Types of Supply and Distribution Agreements
There are two main types of supply and distribution agreements, one of which your agreement will follow. An Exclusive Agreement is one in which a supplier gives exclusive coverage to a distributor allowing them control over a region, a product, or sales channel. The other type is a Non-Exclusive Agreement. For this type, the supplier may appoint other parties to distribute the products in the marketplace or the suppliers may act as direct distributors themselves.
What Supply and Distribution Agreements Should Include
Whether you are drafting an exclusive or non-exclusive supply and distribution agreement, it should be geared towards a long-term approach, and include terms that contribute to building a healthy supplier-distributor relationship that commits to the mutual development of both parties.
To that end, below are sections and elements which all supply and distribution agreement should contain.

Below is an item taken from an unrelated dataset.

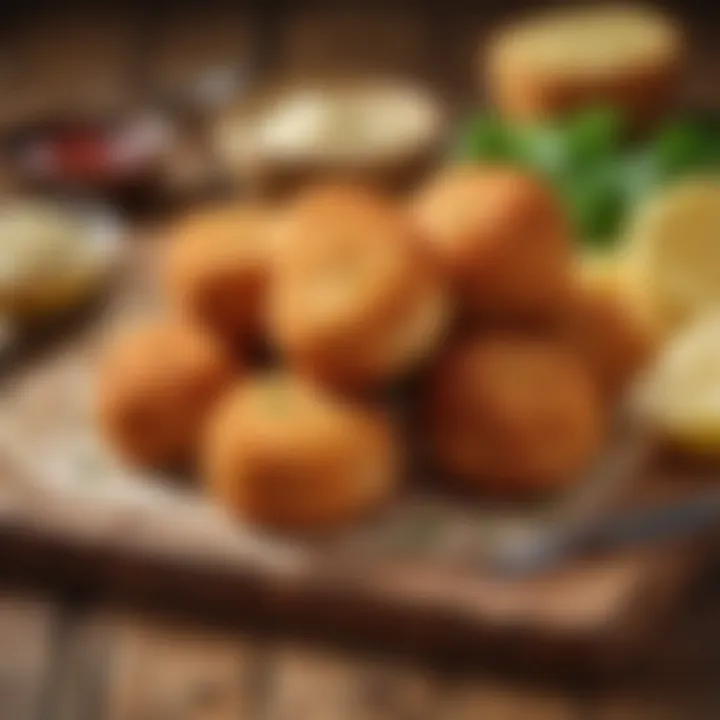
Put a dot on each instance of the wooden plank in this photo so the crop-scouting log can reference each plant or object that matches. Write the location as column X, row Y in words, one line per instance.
column 79, row 682
column 484, row 699
column 27, row 630
column 162, row 671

Identify Parties – At the beginning of your agreement you should include all parties involved. The appointment of the distributor, the supplier and any other parties, suppliers and distributors who are involved, and in what capacity.
Products, Territory and Market – A major part of supply and distribution relationships will center around the products and territory. Region assignment is important to consider. For instance, you may want to place special emphasis on territories where the market for your product or distribution channel has potential. Within certain regions, targeting distributors and suppliers that have several locations or channels in one city could be a strategy you can work into the agreement. This section should also involve clauses that address the right to resell products for profits and make room for your sales strategies moving forward.
Duties, Obligations, and Confidentiality – A core portion of the supply and distribution agreement that should be added is a list of duties and obligations of everyone involved. This should cover how the goods are delivered, who is obligated to perform such tasks, how title and risk to the products are transferred, how meeting inspection requirements will be made and under what terms product returns will be processed. If you are a manufacturer who is also the supplier, be sure to include any points that involve confidentiality, intellectual property rights, and copyright information on your product.
Terms, Pricing, Promotion – The terms of the agreement are critical – typically a supplier entering distribution is giving up previous margin in return for increased volume and exposure.. Pricing, payment, condition of sale, shipping and delivery terms should be discussed and laid out clearly so as not to have any misinterpretation. Trademark licensing and marketing rights should also be considered at this point.
Resolution and Contract Termination – Be sure that you have a plan on how to handle negative situations and what happens after the contract is terminated. It is important to include what responsibilities and under what conditions each party will act after the contract is terminated. Be specific about timelines and products that can be returned, for instance.
Your agreement should include the standard clauses for risk allocation, limitations of liability, indemnification, and legal jurisdictions in which to operate under. Importantly, it should contemplate and describe the preferred dispute resolution options.
Also, a supply and distribution agreement should allow reasonable terms for both parties to terminate the agreement. Doing so can prevent unbalanced agreements from escalating into legal disputes later on.
Things To Consider When Reviewing your Agreement
When reviewing an agreement, each party should consider how the other operates and assess the differences in work culture to come to an acceptable agreement to ensure a strong partnership that works. The respective size of each party may also speak to product and process standards and may dictate who has more power or leverage between the two in negotiations.
A supplier-distributor relationship is ongoing and continually developing as your business grows. Consequently, it is good to regularly evaluate suppliers or distributors and research the market for other strategies as your business needs start to shift. While you want to build strong supplier and distributor connections, you want to remain open to other opportunities down the road.
Your agreement should not focus primarily on goals, such as budgeting. This could lead to unwanted pressure for parties to deliver and assume the costs associated with unreasonable expectations.
The terms in a supply and distribution agreement should be closely checked. They could be in favour of either the Supplier or Distributor. Depending on which side of the agreement you are on, an imbalance in terms could put you at a disadvantage.
One step towards ensuring your agreement is fair and within reasonable limits, is to take a look at other model industry agreements. It will give you a good idea of where you should be. Moreover, you should go over the conditions and terms with a lawyer so that you know exactly where you stand or if the terms should be renegotiated.
Overall, it is good practice to have your agreement looked over by a legal professional who can read and interpret the legal jargon for you. Having a well-drafted agreement can save time and money on resolving issues that can arise from unfair terms.